The glacial-interglacial transitions of ice ages are associated with large, rapid changes in climate, which potentially can be reconstructed from stratigraphic profiles of the chemical index of alteration (CIA). Here, we present a case study based on high-resolution CIA profiles of Neoproterozoic glacial deposits from South China (paleolatitude ~30° N) as a record of the climate transition at the termination of the Sturtian Glaciation (~663 Ma). Drillcore ZK2115 (Gaodi Deposit) exhibits a progressive upsection increase in mean CIA over a ~50-m interval, from 58 (range 52–65; note: all ranges are given as 16th–84th percentiles) in the synglacial upper Tiesi'ao Formation to 67 (range 64–69) in the deglacial basal Datangpo Formation cap carbonates, and to 68 (range 66–70) in the postglacial Datangpo Formation black shales. A coeval section from the Lijiawan Deposit also exhibits an increasing CIA trend upsection within shallow-water Mn-carbonate facies. These CIA patterns show no relationship to lithology and are interpreted to reflect climatic warming and intensified chemical weathering during the Sturtian deglaciation.
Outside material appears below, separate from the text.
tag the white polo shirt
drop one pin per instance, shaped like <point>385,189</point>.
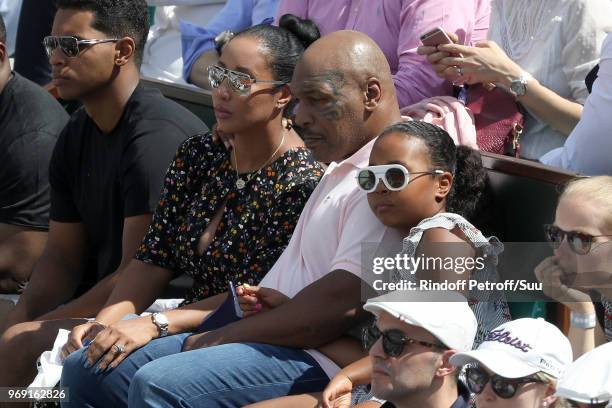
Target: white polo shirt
<point>334,224</point>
Similar large increases in postglacial CIA values are seen in Paleoproterozoic and Late Paleozoic successions, and at least moderate increases in CIA values are recorded during warm stages of the late Quaternary (e.g., the Bølling-Allerød and Holocene) relative to the cold stages (e.g., the Last Glacial Maximum and Younger Dryas). The rapidity of CIA changes in Quaternary systems (~1 to 10 kyr) suggests that weathering intensity may have changed at similarly rapid rates in more poorly dated deep-time glacial successions, with potential implications for Snowball versus Slushball models of Cryogenian glaciations. These examples show that CIA can be a robust proxy for climate changes (i.e., enhanced chemical weathering intensity) during glacial-interglacial transitions of both ancient and recent ice ages.